What is your writing process like?
I have no set process for writing my poems. Sometimes I start on paper and then go to the computer for a deeper composition and correction of form and length. Other times, and more often these days, I write when the mood is encountered while at work on my computer. Evenings at sundown and night time are probably the best times for my own writing.
If you could meet one writer, living or dead, who would it be?
I wouldn't say that there is any poet that I would like to meet in person. I'd probably rather meet someone like Hilary Hahn whose commitment to her musical craft is an inspiration. Again, music is really more of an influence on my poems, particularly English composers of the late Romantic tradition, pastoral music of the British countryside, such as that of Ralph Vaughan Williams. Emotion does play some part in my poetry, but I prefer to use my poetry as a lens through which others can see the world as I see the world.
What emotionally 'moves' you? Do you incorporate your emotions into your writing?
Many of my poems, while not autobiographical, are of first person witness and empathy with the world around me and its occupants. A beautiful face, a beautiful melody or some image in nature, or reaction to a real event, are all things which can in a moment cause me to write a poem. I try to avoid first person personal pronouns and leaving my emotional baggage on the page.
What kind of hobbies other than writing do you have?
As per writing as a hobby, I'm not even I would qualify writing poetry as a hobby, rather more of a creative requirement of my existence I should say. I have always had a need to create physically, whether that be paintings, photographs, playing music, or writing poetry. These days poetry is my primary mode of creative expression and can be found on the web at The Woodland Realm: http://brianfrancishudon.blogspot.com/
By Brian Hudon
Stranger of the song, stranger of the night,
you play by the stars and play for the season.

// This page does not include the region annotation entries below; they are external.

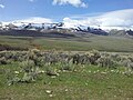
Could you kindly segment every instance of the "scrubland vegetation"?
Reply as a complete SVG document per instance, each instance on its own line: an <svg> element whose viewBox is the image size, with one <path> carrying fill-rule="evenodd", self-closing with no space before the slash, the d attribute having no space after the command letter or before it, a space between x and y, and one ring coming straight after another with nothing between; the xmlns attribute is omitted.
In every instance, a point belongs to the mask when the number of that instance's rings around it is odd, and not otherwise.
<svg viewBox="0 0 133 100"><path fill-rule="evenodd" d="M1 51L1 100L132 100L133 53Z"/></svg>

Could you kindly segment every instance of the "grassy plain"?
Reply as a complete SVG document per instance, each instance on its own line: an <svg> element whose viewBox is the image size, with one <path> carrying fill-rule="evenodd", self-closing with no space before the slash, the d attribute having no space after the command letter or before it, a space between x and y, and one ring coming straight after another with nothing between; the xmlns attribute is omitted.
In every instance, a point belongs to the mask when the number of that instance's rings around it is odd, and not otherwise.
<svg viewBox="0 0 133 100"><path fill-rule="evenodd" d="M76 37L76 38L33 38L0 36L0 44L12 47L38 48L42 50L88 51L96 49L110 52L132 52L133 39L119 37Z"/></svg>

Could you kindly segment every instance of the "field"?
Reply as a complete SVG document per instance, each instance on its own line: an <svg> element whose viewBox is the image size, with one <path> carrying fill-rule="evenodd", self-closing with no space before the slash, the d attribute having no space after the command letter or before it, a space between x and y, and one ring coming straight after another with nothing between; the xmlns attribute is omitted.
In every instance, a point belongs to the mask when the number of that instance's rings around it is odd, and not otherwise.
<svg viewBox="0 0 133 100"><path fill-rule="evenodd" d="M20 48L38 48L41 50L89 51L96 49L110 52L132 52L133 39L123 37L70 37L70 38L40 38L0 36L0 44Z"/></svg>
<svg viewBox="0 0 133 100"><path fill-rule="evenodd" d="M16 63L0 67L18 69ZM113 70L79 66L75 72L61 72L55 78L41 74L32 83L13 86L8 86L0 74L0 100L132 100L133 74Z"/></svg>
<svg viewBox="0 0 133 100"><path fill-rule="evenodd" d="M0 36L0 44L9 49L0 100L133 100L132 38Z"/></svg>

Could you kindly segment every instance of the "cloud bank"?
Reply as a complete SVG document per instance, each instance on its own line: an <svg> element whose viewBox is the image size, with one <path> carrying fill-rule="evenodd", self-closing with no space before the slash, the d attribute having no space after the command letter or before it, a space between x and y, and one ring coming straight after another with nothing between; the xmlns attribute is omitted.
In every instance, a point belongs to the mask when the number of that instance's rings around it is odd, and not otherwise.
<svg viewBox="0 0 133 100"><path fill-rule="evenodd" d="M133 29L133 9L105 12L95 17L85 17L80 20L64 18L64 26L68 28L75 26L90 26L102 29Z"/></svg>
<svg viewBox="0 0 133 100"><path fill-rule="evenodd" d="M82 8L88 8L88 4L84 3L82 0L53 0L53 4L72 4L74 7L82 7Z"/></svg>
<svg viewBox="0 0 133 100"><path fill-rule="evenodd" d="M41 17L31 17L28 19L16 20L13 22L25 22L25 23L51 23L52 19L41 18Z"/></svg>

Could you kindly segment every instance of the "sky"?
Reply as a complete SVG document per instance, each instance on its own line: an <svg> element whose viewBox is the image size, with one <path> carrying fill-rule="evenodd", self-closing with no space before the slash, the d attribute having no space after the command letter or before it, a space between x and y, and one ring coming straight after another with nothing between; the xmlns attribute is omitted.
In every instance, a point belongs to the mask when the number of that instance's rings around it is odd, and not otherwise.
<svg viewBox="0 0 133 100"><path fill-rule="evenodd" d="M0 21L133 28L133 0L0 0Z"/></svg>

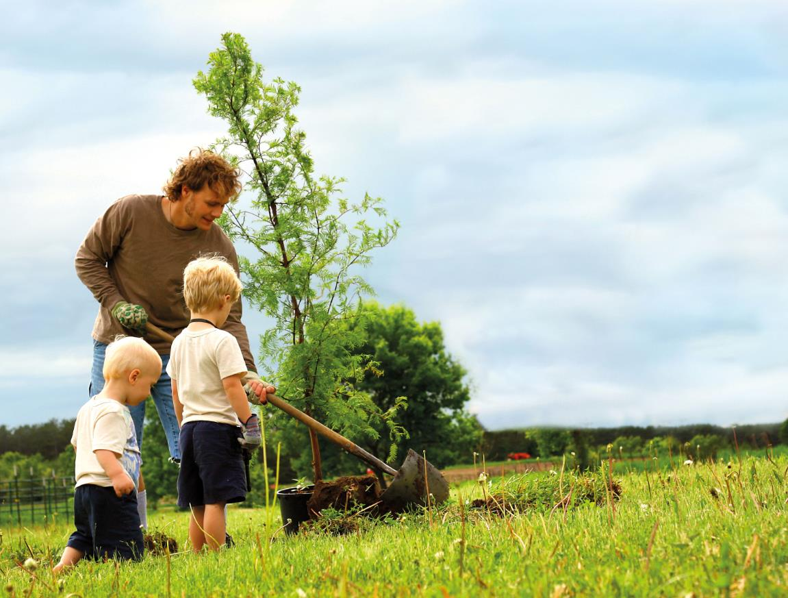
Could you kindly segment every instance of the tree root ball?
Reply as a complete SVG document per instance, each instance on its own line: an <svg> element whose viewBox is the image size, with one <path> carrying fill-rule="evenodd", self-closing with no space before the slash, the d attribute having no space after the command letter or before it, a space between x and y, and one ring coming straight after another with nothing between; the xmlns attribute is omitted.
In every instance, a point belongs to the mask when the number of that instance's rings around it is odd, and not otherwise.
<svg viewBox="0 0 788 598"><path fill-rule="evenodd" d="M333 482L319 480L314 484L307 508L310 518L317 519L321 511L329 507L344 512L371 506L380 501L381 494L381 483L374 476L348 476ZM373 507L366 512L377 514L377 509Z"/></svg>

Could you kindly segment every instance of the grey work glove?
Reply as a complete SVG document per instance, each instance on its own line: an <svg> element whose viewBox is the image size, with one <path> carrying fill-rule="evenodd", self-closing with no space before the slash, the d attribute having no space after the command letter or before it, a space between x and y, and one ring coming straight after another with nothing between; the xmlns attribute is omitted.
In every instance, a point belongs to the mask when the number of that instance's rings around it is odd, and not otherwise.
<svg viewBox="0 0 788 598"><path fill-rule="evenodd" d="M142 305L135 305L126 301L118 301L112 308L112 316L125 328L145 330L147 323L147 312Z"/></svg>
<svg viewBox="0 0 788 598"><path fill-rule="evenodd" d="M246 424L241 423L241 430L243 431L243 438L239 438L238 442L245 450L251 452L262 444L260 419L257 417L257 413L252 413L249 416Z"/></svg>
<svg viewBox="0 0 788 598"><path fill-rule="evenodd" d="M243 376L243 392L247 394L247 399L252 405L265 405L266 403L268 402L268 401L266 400L266 394L267 394L268 393L274 393L277 391L275 387L273 387L271 384L269 384L267 382L260 379L260 376L257 375L257 372L252 372L251 370L247 372L247 375ZM252 382L259 382L264 387L266 387L268 388L268 391L266 393L263 393L263 395L262 397L257 396L257 393L255 392L255 389L251 387L251 383Z"/></svg>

You play with the heart in its lonely plight,
for sound and for love and an ancient score.
I listen for music and I listen for a reason,
I listen for beauty and for something more.
The green of spring is for our telling a tale,
the warmth of wind, the warmth of the sun.
Like gold in water are reflections and pale,
under a sky listening, where tears would fall.
Ringing through the trees a sound is begun,
a ghost of wood and ghost of strangers tall.
Beauty as the dusk, as beauty of the dawn,
your bow is rich speaking to men of silence.
Your strings are bright and as arrows drawn,
to bring souls alive with hopes believed few.
Like waters falling are thoughts in alliance,
where unto the cool of earth gives life anew.
Stranger of the seas, stranger of the wood,
our skies are trembling and leaves are falling.
You played in the storm and yet withstood,
for another day so soon to quietly withdraw.
Yet unlike the leaves our memory remains,
remains and grows to warm the winter thaw.